Understanding this lawsuit means understanding the remarkably complicated ownership structure sitting behind Tupac’s name in 2026. Amaru Entertainment was founded by Afeni Shakur to manage her son’s copyrights, trademarks, and intellectual property after his murder in Las Vegas in September 1996. She remained its driving force for two decades. When Afeni died of a heart attack in May 2016, control shifted to Tom Whalley — the industry executive who first signed Tupac to Interscope Records — who now serves as sole trustee of the Tupac Amaru Shakur Trust, which wholly owns Amaru Entertainment.
That transition hasn’t been seamless. Whalley has reportedly been in ongoing tension with Sekyiwa Shakur, Tupac’s younger half-sister and president of the Tupac Amaru Shakur Foundation. The internal family and estate dynamics add a layer of institutional turbulence to an already legally complex catalog situation — one where Death Row Records (now owned by Snoop Dogg since 2022) retains ownership of All Eyez On Me masters while Amaru collects artist royalties, and Universal Music Publishing Group administers songwriting rights globally. Multiple parties, multiple revenue streams, one man asking where his money went.
This is not Daz Dillinger’s first rodeo in litigation connected to Tupac’s catalog. Back in 2001, Afeni Shakur herself sued Dillinger, alleging he was holding unreleased Tupac master recordings he had produced during his Death Row tenure and threatening to disseminate them without the estate’s consent. That case settled quietly out of court in 2002. The irony that the plaintiff then is now on the receiving end of Dillinger’s legal action is not lost on anyone paying attention to how these estate relationships evolve over time.
Dillinger has also recently been circling a potential legal confrontation with his cousin Snoop Dogg — publicly floating on social media that he may sue over ownership and royalties from their collaborative years, including allegations that Snoop deliberately blocked him from the 2024 Tha Dogg Pound album W.A.W.G. to retain production profits. Snoop fired back with a business-oriented warning of his own. Whether that dispute escalates to litigation remains to be seen, but the pattern is clear: Daz Dillinger has reached the point where he’s demanding the industry treat his contributions with the legal weight they deserve, regardless of the relationship involved.
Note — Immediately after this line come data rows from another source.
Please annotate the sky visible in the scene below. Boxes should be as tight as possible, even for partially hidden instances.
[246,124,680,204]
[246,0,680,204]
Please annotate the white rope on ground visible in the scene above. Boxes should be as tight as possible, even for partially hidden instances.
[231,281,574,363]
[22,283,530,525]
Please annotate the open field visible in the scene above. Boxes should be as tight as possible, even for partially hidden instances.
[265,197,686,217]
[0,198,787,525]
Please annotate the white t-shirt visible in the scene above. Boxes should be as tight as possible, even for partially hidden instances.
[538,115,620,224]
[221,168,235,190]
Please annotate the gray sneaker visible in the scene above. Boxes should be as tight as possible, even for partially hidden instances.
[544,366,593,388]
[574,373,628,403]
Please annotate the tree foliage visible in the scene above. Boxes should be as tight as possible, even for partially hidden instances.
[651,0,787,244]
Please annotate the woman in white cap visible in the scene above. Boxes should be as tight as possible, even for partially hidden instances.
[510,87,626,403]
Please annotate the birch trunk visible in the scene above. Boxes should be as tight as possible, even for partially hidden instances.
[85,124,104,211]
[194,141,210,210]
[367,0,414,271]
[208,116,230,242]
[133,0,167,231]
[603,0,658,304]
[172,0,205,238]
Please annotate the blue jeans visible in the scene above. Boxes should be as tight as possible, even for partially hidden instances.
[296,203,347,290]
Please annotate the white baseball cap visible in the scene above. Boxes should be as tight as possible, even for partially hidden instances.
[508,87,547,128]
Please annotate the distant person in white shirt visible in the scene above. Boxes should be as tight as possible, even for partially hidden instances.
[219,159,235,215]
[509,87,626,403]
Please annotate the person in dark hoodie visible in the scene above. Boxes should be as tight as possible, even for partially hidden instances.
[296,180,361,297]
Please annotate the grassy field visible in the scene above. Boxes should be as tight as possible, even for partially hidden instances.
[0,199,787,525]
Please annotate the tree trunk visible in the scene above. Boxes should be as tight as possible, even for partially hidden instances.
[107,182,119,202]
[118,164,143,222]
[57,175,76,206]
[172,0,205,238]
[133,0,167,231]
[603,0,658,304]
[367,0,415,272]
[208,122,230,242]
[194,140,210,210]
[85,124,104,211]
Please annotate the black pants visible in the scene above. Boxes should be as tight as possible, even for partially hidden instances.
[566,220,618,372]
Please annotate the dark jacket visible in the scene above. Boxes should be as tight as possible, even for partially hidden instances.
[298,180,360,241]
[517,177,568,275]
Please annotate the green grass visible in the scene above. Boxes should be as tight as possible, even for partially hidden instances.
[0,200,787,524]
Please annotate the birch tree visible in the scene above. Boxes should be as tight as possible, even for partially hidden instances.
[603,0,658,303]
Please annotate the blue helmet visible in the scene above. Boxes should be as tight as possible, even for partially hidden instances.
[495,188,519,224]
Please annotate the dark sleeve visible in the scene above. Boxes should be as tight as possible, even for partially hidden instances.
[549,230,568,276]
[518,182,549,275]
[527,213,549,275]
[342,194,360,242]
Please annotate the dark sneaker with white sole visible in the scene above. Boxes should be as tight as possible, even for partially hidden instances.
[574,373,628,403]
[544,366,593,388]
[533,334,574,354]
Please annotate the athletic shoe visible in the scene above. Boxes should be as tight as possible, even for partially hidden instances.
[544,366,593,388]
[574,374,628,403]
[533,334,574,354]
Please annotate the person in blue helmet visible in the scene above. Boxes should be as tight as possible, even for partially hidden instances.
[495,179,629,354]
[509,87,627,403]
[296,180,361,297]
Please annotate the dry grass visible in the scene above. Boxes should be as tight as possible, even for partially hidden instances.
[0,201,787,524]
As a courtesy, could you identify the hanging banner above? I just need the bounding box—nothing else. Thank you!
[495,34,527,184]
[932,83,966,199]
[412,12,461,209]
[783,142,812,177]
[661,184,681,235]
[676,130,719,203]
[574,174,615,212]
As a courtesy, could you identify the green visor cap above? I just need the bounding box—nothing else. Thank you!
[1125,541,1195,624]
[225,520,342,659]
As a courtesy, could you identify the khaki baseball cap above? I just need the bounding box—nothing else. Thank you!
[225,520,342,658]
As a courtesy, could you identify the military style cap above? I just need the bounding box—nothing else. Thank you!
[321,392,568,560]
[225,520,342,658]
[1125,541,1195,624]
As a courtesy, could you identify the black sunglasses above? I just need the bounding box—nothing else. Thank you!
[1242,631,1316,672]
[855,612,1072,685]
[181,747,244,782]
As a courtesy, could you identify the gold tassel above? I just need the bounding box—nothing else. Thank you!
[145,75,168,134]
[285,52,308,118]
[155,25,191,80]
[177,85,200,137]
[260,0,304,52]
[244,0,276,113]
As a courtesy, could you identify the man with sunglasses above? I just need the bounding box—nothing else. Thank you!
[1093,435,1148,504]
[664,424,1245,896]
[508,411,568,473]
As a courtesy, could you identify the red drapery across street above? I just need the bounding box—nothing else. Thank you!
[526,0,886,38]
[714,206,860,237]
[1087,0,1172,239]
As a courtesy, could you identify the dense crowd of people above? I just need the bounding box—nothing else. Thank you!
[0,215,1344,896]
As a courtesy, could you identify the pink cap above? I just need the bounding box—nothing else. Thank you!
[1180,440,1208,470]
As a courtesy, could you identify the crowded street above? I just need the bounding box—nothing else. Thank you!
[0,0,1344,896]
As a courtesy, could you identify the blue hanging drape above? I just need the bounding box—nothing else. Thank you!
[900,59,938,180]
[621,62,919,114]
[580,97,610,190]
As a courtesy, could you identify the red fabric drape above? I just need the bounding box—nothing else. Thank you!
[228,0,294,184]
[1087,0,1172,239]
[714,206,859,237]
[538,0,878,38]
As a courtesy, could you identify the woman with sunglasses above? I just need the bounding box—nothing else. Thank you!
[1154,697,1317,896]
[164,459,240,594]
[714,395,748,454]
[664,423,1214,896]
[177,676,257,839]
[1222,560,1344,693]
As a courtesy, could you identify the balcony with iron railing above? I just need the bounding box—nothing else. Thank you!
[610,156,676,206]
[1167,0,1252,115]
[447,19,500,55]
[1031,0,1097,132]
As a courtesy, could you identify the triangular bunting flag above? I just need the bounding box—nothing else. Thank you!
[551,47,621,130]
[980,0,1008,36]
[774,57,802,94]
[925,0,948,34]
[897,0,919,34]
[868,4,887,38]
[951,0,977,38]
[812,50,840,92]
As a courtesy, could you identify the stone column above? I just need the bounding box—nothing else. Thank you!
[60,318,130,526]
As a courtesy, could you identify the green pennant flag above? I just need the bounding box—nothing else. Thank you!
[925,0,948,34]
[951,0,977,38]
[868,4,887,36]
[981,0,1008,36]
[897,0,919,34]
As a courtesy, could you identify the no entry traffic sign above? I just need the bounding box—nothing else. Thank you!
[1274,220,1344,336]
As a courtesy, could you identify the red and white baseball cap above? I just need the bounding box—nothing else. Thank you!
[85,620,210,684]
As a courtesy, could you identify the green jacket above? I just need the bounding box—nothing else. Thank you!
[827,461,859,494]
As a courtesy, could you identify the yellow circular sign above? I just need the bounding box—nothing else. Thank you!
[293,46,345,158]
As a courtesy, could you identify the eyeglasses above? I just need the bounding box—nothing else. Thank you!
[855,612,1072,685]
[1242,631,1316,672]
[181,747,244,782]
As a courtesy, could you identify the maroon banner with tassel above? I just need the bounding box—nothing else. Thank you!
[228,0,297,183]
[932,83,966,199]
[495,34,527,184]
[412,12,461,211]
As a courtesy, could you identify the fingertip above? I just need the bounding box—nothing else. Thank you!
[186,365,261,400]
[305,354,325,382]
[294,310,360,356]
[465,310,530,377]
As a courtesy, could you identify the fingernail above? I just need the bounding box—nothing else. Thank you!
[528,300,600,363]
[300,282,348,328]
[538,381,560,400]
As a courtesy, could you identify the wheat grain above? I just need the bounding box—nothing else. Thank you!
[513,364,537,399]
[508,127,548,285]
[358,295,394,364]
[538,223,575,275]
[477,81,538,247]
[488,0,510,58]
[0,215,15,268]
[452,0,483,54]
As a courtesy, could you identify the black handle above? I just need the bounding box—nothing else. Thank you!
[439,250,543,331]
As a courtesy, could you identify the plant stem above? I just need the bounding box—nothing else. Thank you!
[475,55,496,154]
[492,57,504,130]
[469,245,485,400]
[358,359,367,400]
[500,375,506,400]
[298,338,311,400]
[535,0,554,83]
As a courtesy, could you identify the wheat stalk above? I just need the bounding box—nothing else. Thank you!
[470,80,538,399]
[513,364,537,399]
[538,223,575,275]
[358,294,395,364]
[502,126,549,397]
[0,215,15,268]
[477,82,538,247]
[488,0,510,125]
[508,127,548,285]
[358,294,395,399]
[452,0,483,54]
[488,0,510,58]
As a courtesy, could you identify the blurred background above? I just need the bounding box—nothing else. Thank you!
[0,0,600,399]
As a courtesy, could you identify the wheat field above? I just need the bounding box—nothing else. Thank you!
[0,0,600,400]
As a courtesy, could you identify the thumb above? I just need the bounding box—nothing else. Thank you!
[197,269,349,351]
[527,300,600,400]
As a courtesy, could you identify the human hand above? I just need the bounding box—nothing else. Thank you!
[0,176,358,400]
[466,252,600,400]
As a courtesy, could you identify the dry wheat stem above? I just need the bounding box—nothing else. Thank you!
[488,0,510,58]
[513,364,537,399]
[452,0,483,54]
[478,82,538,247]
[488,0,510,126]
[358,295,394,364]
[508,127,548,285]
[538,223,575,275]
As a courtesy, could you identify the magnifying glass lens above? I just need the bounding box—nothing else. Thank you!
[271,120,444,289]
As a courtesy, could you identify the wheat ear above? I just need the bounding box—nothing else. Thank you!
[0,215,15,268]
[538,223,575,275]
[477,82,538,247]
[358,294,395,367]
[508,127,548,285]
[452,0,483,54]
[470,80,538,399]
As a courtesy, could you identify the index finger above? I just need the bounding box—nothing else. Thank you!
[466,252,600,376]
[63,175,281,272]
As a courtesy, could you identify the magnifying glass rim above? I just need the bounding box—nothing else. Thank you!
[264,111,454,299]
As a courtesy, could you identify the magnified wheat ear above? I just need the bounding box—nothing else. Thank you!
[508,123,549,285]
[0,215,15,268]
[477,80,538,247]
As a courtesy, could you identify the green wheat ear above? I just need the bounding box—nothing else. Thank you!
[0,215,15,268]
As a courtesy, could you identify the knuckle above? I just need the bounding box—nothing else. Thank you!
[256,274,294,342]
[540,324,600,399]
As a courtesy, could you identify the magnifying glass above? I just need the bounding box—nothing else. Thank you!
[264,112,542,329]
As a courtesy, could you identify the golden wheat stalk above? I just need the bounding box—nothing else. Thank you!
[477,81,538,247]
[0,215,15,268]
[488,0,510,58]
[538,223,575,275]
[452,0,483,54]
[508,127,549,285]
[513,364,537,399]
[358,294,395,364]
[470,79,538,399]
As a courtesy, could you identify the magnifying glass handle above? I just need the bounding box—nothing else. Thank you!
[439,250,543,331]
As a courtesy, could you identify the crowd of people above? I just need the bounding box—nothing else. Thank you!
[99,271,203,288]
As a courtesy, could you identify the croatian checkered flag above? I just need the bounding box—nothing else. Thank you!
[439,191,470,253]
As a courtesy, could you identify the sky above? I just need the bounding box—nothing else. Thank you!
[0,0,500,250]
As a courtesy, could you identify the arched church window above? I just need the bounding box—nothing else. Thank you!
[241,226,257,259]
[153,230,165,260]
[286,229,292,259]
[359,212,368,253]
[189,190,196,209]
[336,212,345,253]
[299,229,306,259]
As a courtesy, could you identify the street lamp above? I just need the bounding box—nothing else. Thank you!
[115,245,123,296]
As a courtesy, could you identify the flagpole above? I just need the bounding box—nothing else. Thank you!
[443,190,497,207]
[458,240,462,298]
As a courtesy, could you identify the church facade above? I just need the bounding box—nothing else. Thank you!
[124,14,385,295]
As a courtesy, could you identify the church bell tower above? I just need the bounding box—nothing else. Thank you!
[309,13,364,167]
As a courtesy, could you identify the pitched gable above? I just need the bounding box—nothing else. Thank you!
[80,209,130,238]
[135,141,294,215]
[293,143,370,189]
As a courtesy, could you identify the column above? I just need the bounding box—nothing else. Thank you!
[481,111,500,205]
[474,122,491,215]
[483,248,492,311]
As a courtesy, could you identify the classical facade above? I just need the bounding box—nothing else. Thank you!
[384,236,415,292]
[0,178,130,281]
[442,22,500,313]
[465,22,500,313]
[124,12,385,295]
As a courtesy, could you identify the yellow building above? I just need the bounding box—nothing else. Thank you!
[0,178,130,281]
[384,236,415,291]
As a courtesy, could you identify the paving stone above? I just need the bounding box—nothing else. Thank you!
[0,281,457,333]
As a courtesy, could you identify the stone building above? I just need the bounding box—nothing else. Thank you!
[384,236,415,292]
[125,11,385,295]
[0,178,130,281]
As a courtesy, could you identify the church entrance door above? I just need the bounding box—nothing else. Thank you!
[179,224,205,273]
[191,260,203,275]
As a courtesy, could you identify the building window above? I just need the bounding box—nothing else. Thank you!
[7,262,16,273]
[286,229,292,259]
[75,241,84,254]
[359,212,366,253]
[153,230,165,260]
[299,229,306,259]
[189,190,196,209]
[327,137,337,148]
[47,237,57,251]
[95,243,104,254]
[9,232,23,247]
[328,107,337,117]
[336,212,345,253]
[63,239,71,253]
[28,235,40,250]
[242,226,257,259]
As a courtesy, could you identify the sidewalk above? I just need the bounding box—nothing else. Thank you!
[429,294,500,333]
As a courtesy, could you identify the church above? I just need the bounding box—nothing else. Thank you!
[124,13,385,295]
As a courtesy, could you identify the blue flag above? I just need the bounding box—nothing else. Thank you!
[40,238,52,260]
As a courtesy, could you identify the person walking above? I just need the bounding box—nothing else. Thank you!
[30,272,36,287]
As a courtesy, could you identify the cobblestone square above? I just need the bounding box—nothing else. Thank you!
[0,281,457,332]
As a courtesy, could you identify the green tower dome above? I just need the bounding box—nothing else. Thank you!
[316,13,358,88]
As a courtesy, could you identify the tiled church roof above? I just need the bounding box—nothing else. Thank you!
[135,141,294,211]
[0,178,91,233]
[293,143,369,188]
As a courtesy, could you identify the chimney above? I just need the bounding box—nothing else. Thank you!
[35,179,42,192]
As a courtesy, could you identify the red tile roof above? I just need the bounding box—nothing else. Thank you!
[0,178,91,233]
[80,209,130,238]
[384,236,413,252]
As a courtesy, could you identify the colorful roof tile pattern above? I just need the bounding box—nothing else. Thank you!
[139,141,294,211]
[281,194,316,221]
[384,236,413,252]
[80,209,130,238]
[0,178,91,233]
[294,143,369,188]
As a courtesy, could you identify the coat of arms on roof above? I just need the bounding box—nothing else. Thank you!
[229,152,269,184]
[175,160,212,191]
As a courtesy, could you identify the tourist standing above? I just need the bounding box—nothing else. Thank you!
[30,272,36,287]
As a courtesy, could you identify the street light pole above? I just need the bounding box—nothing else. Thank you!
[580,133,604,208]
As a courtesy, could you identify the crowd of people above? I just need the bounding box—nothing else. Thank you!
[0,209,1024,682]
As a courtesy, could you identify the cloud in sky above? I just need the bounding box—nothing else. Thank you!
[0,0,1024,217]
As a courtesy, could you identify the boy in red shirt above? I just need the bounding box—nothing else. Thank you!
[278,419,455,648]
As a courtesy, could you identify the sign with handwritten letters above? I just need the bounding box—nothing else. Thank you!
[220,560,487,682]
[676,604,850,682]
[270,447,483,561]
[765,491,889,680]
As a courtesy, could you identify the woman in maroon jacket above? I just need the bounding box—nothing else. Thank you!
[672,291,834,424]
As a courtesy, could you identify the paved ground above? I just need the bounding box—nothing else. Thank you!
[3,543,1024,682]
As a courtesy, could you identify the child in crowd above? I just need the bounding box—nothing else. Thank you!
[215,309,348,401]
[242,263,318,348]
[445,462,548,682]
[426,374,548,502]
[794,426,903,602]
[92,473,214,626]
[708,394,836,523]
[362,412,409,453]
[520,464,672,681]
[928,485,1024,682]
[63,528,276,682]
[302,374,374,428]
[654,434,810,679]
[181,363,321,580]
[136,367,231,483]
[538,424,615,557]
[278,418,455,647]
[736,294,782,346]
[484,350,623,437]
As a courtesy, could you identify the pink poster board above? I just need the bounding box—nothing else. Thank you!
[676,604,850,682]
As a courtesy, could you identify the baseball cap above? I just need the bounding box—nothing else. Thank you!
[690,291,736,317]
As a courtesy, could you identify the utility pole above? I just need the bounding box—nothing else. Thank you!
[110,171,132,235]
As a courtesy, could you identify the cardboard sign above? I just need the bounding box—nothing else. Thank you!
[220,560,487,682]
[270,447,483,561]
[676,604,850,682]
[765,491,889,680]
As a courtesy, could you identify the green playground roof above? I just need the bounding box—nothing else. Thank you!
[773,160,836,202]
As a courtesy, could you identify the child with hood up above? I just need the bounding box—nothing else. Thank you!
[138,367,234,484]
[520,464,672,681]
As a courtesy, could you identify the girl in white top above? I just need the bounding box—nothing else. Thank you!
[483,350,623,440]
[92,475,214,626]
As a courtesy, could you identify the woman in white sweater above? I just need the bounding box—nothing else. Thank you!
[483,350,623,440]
If you manage talent, run a catalog, or operate any publishing or label entity, this case is a reminder of what could happen when royalty accounting is treated as an afterthought rather than a fiduciary obligation. Dillinger didn’t walk into court demanding a number he invented. He walked in because no one would allegedly tell him what the real number was — and a $91,000 payment without documentation is arguably worse than no payment at all, because it confirms the money exists while obscuring how much more might.
For aspiring producers and songwriters reading this: your credits are your equity. Your royalty statements are your quarterly earnings reports. If you can’t audit them, you don’t own what you think you own. Daz Dillinger built some of the bricks in the house that All Eyez On Me became — and he had to go to federal court to find out what those bricks were worth. That’s not the way it should work. But it’s the way it often does, until someone forces the books open.
Watch this case closely. The discovery process alone — if it gets that far — could pull back the curtain on decades of royalty flows from one of hip-hop’s most valuable catalogs. Dillinger’s attorney says he expects amicable resolution. Maybe. But the filing itself has already done something irreversible: it put the question on record, in federal court, where it can’t be quietly ignored. Sometimes the point of filing isn’t just winning. It’s making the accounting happen at all.